Primo punto all’ordine del giorno: «Impianto di videosorveglianza facciata di Montecitorio». Si riunisce il collegio dei questori, tre in tutto, e delibera. Comunicazione pubblica della decisione, trasmessa all’archivio della Camera e consultatale da tutti: «II collegio delibera sulla questione in oggetto». Delibera cosa? Non si sa. Su che tipo di impianto? Non si sa. Quanto costa? Non si sa.
Altro punto all’ordine del giorno: «Le infrastrutture strategiche». Volete sapere cosa sono? Impossibile. Almeno per gli atti di Montecitorio. I tre questori si riuniscono ancora una volta, uno di Forza Italia (Francesco Colucci), uno dell’Ulivo (Gabriele Albonetti), un terzo del Pdci (Severino Galante), e come sempre deliberano in modo unanime. Informazione pubblica sulla decisione: «II collegio autorizza le spese per l’affidamento di un’attività di ricerca sulle infrastrutture strategiche». Punto.
Del Parlamento sappiamo quasi tutto. I bilanci raccontano quanto si spende, per quali settori la spesa viene suddivisa. Ma se volete conoscere i dettagli di ogni decisione, dovete rinunciare. Nel cosiddetto «Bollettino degli organi collegiali» ogni decisione viene divulgata come capolavoro di stringatezza, riassunta senza alcuna cifra, pubblicata senza mai riferimento a imprese, tipologie di lavori, numero e qualità dei beni acquistati. Del lavoro dei tre questori, così vengono chiamati i deputati che decidono, esistono i verbali delle riunioni e le delibere, ma sono interna corporis: «Atti che possono contenere notizie sensibili — così dice l’ufficio stampa della Camera — e che quindi non vengono resi pubblici».
Sarebbe impossibile in un’azienda quotata in Borsa, è impossibile per la maggior parte delle amministrazioni controllate dalla Corte dei Conti, è possibile per Senato e Camera. Verbali e delibere sugli acquisti sono segreti: «Si fa così dall’inizio della Repubblica — dice il deputato Galante—e mi rendo conto che non è proprio il massimo della trasparenza, ma non possiamo farci niente, nessuno ha mai posto il problema.
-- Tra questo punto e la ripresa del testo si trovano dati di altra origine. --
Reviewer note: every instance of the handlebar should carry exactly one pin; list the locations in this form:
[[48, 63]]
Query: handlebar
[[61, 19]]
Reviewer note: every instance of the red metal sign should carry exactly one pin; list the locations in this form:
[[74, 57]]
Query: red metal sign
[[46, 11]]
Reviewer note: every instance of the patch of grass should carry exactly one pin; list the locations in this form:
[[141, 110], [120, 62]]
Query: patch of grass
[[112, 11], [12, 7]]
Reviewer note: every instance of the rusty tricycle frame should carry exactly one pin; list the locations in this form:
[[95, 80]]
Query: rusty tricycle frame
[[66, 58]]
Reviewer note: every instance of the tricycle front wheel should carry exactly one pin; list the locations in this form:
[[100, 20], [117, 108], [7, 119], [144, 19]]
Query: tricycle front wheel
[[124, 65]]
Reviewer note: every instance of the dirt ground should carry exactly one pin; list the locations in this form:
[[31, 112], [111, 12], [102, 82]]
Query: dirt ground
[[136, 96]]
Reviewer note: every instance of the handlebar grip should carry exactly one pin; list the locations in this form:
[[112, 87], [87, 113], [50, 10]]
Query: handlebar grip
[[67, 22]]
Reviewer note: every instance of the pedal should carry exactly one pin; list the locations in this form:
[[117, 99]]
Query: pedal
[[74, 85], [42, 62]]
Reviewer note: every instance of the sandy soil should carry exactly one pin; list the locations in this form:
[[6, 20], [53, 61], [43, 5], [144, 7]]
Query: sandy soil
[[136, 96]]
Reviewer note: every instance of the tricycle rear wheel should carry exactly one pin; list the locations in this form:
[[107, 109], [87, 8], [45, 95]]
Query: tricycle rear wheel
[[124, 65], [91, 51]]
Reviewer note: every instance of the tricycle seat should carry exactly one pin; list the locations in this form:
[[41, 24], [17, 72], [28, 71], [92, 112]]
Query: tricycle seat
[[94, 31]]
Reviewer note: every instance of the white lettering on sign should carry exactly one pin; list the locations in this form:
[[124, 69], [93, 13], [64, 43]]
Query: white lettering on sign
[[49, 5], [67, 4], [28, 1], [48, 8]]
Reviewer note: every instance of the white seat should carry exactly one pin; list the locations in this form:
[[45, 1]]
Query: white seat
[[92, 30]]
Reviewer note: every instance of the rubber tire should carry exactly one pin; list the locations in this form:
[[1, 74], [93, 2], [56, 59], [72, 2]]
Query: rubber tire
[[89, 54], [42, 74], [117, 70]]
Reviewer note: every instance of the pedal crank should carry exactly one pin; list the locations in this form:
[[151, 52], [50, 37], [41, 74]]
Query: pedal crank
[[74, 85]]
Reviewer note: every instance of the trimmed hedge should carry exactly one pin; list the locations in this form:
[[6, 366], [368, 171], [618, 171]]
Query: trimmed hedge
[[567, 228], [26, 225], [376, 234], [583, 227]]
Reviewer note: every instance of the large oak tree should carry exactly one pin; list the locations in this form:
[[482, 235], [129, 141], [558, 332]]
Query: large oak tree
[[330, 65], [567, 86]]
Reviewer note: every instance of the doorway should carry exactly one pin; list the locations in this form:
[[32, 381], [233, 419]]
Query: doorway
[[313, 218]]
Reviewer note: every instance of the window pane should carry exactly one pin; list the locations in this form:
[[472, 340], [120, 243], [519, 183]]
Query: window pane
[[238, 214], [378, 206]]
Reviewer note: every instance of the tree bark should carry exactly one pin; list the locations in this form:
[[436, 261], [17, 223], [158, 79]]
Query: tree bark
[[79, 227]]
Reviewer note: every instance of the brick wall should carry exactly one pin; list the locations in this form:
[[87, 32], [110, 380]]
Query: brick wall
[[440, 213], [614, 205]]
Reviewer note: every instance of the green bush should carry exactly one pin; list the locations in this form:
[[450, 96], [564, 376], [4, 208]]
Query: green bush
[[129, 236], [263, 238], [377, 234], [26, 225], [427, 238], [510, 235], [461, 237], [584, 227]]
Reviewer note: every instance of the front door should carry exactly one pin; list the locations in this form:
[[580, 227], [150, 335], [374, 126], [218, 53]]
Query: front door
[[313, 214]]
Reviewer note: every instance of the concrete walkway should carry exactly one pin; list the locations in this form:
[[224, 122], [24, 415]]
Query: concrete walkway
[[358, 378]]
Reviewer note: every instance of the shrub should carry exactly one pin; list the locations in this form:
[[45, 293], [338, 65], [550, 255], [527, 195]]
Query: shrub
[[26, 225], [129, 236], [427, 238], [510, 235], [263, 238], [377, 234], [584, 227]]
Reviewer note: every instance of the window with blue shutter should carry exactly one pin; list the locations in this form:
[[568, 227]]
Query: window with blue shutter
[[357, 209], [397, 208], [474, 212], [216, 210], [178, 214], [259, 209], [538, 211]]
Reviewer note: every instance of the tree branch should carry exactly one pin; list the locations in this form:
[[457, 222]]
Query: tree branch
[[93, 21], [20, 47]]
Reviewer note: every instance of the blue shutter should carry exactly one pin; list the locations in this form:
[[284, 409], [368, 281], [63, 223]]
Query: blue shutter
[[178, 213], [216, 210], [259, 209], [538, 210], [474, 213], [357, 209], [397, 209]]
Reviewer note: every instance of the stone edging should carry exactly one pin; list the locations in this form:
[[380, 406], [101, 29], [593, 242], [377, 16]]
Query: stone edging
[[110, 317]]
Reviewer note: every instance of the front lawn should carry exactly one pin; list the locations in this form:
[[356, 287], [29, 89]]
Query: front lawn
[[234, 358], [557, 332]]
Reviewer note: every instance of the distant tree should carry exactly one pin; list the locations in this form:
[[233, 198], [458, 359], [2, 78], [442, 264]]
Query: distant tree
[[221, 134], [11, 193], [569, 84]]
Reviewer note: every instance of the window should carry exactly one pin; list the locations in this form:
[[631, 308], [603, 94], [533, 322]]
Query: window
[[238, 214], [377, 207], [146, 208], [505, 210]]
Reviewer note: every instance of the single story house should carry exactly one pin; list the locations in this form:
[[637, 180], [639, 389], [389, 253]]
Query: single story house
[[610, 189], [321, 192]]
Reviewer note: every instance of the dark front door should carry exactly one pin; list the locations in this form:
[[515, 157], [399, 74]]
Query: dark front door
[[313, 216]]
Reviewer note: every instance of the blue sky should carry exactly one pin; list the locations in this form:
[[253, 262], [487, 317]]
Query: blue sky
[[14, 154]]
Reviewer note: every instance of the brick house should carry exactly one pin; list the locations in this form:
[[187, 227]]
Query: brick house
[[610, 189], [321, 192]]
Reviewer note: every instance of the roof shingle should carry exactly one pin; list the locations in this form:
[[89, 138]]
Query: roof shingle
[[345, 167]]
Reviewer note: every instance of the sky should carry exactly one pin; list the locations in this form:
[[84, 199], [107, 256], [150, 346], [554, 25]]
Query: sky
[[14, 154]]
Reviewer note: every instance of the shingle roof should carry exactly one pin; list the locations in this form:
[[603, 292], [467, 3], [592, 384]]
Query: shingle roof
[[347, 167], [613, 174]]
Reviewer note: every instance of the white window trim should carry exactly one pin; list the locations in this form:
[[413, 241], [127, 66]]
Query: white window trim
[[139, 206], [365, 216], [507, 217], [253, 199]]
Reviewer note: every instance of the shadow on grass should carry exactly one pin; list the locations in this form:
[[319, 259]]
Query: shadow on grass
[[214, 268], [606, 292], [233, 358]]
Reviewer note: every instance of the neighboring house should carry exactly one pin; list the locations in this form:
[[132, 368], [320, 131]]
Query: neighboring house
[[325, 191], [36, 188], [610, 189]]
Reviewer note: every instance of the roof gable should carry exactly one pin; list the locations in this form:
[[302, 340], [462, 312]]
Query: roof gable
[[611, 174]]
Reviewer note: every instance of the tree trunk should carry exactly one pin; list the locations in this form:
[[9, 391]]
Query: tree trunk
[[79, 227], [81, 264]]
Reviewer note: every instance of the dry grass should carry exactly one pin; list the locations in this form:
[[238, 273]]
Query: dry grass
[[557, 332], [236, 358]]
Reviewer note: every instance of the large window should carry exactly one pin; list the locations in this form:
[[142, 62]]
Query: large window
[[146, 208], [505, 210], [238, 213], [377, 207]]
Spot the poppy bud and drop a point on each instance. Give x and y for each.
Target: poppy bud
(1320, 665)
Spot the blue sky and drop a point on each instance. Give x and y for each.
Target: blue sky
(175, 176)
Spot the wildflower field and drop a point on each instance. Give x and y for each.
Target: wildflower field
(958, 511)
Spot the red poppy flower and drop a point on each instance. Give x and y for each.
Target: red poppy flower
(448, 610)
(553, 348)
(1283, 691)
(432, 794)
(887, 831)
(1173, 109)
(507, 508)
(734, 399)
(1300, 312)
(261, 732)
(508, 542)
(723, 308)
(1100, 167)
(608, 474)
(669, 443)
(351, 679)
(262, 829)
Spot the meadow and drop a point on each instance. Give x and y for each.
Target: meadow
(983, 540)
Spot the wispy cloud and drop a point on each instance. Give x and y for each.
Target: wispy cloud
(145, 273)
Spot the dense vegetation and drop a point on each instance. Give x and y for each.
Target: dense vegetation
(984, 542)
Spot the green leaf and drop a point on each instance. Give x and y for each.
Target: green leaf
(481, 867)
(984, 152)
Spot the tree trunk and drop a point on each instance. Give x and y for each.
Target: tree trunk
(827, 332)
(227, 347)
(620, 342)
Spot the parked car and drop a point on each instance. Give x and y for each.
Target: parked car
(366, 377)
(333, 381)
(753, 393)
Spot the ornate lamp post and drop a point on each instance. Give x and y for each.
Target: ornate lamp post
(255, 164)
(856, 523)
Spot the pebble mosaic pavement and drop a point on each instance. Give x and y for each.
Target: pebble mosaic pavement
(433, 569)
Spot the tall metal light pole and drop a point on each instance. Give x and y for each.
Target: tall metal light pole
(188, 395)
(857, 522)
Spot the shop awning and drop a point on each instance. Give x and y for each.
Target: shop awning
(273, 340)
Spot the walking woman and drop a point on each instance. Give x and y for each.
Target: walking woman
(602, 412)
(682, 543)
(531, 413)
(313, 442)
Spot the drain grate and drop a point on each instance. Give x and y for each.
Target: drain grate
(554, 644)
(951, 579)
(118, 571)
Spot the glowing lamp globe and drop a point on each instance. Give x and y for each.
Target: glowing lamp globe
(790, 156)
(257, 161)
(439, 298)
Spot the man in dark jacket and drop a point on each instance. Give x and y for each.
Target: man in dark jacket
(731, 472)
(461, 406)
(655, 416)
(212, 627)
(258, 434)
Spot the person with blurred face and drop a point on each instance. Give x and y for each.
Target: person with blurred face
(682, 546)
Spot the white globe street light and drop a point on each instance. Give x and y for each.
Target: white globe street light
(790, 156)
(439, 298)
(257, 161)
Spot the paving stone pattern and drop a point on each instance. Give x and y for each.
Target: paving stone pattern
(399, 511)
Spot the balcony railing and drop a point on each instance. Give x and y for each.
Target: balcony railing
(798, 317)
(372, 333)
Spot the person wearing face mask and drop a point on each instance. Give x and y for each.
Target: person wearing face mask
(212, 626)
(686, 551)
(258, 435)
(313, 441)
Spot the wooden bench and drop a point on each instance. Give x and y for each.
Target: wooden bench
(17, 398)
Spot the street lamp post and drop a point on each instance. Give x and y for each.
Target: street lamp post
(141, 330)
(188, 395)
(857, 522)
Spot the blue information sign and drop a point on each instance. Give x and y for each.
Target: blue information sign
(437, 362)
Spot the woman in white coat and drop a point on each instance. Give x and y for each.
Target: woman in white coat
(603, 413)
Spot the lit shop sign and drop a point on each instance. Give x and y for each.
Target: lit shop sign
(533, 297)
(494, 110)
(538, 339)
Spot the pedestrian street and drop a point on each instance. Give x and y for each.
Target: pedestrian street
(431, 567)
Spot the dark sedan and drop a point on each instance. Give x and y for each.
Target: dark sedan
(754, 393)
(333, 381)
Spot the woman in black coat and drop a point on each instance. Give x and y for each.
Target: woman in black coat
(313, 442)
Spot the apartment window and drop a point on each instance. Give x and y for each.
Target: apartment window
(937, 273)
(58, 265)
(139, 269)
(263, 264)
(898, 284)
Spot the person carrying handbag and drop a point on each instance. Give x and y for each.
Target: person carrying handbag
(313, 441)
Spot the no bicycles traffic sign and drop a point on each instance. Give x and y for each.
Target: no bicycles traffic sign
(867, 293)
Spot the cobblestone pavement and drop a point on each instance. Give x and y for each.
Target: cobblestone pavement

Se dobbiamo essere una casa di vetro, concordo, occorrerebbe cambiare».
Negli anni non pochi hanno protestato, molti parlamentari hanno storto il naso, ma nessuno ha ritenuto di dover correggere la procedura. Il risultato, almeno fra gli addetti ai lavori, è la fama che il Bollettino si è fatto: ermetismo parlamentare allo stato puro. Con le naturali code di voci, sospetti, insinuazioni: tre questori con troppi poteri; tanta segretezza per non attribuire pubblicità a decisioni che hanno anche bisogno di riservatezza per poter essere adottate.
Di certo c’è l’effetto comico della vicenda, per usare un eufemismo. Volete sapere cosa compra la Camera, cosa mette dentro gli uffici, come li arreda, da chi ordina i mobili, per quale importo? Volete sapere troppo. Che sia 1 o 100 mila euro il collegio comunque autorizza «alcune spese in tema di allestimento degli uffici». La delibera è ridotta a una riga e mezza. Volete sapere quali software girano sui computer dei deputati? Dovete accontentarvi del fatto che «il collegio adotta alcune delibere in tema di servizi informatici».
L’unica cosa che viene comunicata con precisione è la data della seduta, l’ora di inizio e di fine della riunione. Colucci promette: «Mi farò carico del problema». Ma prima cade dalle nuvole. Sapere qualcosa in più del «servizio di depolveratura del patrimonio librario», o della «somministrazione di lavoro a tempo a determinato», o del «restauro del patrimonio artistico e dell’acquisto di nuove opere», o ancora di «una nuova rete idrica per alcuni palazzi della Camera» (quali? boh), rimarrà probabilmente ancora per molto impossibile. Per il momento, semplicemente, «il collegio delibera in tema». O al massimo «autorizza la spesa».